Successfully adopting a “digital economy,” as the paper called it, requires changes in how we approach education, work policies, financial planning and social security programs.
“It also means adopting a new outlook in which aging populations are seen as more than just beneficiaries of technology, but also as drivers of technological innovation and economic growth in their own right,” according to the paper.
The findings in the paper come from a two-day conference in September between the OECD and GCOA at Harris Manchester College, University of Oxford. They found that as a result of lower fertility rates and increasing lifespans, there will be 1 billion people over age 60 by 2020. Furthermore, in OECD countries there will be more people retiring than beginning careers over the next two years.

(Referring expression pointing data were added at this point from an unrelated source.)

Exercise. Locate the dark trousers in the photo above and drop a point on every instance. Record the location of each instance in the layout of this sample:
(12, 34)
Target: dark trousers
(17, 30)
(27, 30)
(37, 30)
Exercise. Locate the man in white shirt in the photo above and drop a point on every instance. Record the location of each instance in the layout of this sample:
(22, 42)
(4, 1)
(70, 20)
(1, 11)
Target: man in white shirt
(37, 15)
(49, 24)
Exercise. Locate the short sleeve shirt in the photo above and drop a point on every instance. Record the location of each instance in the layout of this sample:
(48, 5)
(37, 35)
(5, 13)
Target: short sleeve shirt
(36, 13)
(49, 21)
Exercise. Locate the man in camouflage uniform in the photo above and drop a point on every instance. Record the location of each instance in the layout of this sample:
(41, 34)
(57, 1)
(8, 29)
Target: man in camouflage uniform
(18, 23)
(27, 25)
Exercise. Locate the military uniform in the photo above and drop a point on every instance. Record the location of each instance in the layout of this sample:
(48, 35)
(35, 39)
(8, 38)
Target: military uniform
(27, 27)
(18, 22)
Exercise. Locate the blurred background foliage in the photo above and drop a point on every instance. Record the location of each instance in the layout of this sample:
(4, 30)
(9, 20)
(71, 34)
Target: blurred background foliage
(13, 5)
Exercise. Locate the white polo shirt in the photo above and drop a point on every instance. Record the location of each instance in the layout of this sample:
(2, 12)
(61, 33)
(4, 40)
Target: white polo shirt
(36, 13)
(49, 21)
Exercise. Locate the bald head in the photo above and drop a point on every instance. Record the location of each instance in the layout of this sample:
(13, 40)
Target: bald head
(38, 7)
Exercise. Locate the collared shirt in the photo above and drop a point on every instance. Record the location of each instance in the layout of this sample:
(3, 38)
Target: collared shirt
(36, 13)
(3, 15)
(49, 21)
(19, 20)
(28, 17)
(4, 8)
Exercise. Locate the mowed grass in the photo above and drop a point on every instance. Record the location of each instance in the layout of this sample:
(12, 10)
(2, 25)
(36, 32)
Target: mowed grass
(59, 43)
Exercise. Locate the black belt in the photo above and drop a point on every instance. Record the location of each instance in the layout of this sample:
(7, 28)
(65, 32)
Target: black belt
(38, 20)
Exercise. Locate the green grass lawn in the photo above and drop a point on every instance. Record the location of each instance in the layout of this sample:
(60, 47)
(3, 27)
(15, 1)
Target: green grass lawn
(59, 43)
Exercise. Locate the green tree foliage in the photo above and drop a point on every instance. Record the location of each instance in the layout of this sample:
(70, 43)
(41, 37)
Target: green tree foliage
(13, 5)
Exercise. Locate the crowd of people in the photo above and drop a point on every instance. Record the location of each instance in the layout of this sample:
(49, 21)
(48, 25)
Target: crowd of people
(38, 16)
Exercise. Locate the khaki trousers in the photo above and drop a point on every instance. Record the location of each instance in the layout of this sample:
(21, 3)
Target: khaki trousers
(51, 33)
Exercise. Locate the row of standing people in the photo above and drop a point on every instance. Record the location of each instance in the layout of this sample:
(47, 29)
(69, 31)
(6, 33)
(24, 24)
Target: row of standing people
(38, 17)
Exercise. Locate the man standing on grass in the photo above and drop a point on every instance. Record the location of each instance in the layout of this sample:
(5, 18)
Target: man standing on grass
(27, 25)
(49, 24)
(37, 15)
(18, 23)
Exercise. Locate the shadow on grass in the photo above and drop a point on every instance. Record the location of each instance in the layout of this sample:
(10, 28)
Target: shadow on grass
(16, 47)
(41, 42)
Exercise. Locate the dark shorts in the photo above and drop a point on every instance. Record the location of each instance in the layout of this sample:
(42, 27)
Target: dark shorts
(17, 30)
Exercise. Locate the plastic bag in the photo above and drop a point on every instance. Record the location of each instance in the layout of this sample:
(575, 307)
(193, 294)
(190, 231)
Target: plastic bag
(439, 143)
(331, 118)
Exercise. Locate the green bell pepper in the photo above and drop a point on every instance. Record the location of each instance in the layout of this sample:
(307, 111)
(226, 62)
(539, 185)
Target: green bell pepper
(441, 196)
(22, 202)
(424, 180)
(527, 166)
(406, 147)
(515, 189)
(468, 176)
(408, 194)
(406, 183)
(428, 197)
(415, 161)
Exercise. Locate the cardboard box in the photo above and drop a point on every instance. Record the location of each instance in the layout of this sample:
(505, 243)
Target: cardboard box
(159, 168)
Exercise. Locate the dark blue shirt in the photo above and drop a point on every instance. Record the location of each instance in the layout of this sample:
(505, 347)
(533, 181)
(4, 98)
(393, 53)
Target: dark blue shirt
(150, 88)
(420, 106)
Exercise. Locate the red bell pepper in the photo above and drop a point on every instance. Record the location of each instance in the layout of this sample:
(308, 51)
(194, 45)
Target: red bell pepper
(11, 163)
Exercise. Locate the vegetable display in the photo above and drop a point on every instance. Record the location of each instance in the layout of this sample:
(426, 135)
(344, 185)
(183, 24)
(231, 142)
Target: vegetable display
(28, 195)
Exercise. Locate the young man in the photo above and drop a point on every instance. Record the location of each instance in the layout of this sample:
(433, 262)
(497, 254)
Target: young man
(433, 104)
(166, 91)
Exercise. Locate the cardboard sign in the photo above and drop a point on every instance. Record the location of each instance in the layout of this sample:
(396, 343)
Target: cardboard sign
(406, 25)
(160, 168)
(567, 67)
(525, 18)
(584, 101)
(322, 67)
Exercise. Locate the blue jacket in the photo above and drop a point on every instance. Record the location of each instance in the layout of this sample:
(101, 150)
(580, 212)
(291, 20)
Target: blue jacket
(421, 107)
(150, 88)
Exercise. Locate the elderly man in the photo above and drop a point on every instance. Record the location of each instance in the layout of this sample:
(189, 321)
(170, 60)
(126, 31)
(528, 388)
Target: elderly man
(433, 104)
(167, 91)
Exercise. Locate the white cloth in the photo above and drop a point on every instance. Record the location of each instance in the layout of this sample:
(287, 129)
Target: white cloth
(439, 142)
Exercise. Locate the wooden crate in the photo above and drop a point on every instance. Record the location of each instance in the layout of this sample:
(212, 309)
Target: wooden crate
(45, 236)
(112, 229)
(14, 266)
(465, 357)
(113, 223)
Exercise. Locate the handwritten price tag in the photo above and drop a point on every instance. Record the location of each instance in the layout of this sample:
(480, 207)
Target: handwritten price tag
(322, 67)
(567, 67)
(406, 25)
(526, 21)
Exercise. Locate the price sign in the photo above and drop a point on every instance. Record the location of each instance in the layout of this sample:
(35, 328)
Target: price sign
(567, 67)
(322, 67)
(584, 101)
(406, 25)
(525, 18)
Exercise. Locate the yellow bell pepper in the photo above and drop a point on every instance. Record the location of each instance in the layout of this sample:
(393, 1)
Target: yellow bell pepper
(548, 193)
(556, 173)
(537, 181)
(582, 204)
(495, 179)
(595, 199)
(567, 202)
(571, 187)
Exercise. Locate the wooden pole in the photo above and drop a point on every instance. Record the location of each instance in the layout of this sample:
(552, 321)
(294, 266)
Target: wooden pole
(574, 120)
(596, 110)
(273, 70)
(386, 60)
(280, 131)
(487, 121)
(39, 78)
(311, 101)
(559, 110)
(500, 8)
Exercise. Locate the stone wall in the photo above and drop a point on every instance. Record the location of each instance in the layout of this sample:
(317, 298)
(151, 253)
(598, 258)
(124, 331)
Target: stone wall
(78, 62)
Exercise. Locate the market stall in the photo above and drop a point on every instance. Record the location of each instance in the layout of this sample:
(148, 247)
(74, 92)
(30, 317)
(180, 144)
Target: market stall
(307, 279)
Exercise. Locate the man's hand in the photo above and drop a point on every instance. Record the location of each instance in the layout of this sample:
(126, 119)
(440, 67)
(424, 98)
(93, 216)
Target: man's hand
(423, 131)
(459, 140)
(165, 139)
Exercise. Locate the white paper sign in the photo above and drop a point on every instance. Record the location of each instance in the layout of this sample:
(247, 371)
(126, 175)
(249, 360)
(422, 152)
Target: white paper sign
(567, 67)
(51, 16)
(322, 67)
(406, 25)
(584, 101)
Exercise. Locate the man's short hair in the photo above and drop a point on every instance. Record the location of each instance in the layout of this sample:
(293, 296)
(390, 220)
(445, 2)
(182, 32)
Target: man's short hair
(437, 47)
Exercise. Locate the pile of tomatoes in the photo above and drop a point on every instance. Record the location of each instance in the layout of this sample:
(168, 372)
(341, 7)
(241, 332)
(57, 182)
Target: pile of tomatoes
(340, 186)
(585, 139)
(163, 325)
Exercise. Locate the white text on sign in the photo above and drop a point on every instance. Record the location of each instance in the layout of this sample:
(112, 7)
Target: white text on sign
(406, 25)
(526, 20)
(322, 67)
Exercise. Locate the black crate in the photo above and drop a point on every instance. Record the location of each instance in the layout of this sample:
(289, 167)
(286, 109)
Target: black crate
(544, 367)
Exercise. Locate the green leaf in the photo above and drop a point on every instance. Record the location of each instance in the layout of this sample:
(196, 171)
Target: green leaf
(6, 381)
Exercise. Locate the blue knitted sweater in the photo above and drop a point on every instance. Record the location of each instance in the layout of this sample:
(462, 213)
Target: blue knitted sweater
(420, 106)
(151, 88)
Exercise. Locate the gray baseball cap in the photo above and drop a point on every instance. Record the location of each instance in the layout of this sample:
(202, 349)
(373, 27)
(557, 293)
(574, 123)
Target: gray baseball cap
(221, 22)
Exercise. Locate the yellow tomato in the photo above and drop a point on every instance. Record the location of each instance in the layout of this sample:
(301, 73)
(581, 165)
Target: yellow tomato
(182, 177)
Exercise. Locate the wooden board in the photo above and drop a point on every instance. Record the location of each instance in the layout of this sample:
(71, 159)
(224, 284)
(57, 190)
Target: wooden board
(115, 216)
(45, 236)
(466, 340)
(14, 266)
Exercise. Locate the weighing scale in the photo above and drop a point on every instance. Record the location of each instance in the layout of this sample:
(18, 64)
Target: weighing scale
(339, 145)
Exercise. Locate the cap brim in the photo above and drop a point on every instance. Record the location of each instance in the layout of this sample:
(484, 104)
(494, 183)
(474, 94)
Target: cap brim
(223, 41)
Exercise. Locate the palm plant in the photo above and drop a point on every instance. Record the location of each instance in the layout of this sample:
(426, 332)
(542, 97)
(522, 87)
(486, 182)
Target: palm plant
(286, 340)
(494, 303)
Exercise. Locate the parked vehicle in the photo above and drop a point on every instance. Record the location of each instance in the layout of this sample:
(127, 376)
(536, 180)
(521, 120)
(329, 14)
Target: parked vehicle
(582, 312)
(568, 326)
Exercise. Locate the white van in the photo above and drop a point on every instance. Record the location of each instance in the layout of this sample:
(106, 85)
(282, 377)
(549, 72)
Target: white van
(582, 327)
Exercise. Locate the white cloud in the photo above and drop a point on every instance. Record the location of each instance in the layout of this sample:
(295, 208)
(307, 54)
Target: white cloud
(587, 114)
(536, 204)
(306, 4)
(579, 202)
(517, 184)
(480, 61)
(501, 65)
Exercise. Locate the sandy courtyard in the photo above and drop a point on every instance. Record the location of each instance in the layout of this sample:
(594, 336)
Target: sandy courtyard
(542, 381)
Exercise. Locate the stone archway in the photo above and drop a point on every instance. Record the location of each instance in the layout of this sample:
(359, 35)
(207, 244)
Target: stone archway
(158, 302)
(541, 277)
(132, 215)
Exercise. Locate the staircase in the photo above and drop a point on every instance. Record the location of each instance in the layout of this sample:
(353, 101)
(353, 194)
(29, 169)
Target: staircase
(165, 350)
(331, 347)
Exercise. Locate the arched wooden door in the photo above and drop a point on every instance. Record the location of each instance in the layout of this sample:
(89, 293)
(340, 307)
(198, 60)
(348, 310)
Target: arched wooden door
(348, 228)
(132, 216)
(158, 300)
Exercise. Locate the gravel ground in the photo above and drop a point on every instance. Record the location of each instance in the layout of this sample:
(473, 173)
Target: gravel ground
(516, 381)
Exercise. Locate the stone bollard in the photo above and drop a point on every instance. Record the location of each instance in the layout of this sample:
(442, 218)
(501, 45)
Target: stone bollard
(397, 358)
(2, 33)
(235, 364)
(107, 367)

Sarah Harper, professor of gerontology and director of the Oxford Institute of Population Ageing, moderated a keynote at the conference, noting that “in demography, we tend to underestimate what is going to happen, while with technology we overestimate how quickly change will unfold,” according to the paper.
Key to addressing these issues is collaboration between public and private interests, including making career models and work environments more flexible. The paper pointed to the sharing economy as an example. In the United States, more than 30% of Uber drivers call themselves retired, and a 2015 PwC report said a quarter of people over 55 consider themselves part of the sharing economy, compared with 7% of Americans overall. The Bureau of Labor Statistics found 82% of independent contractors prefer their way of working over a “traditional job” with a salary and fixed hours.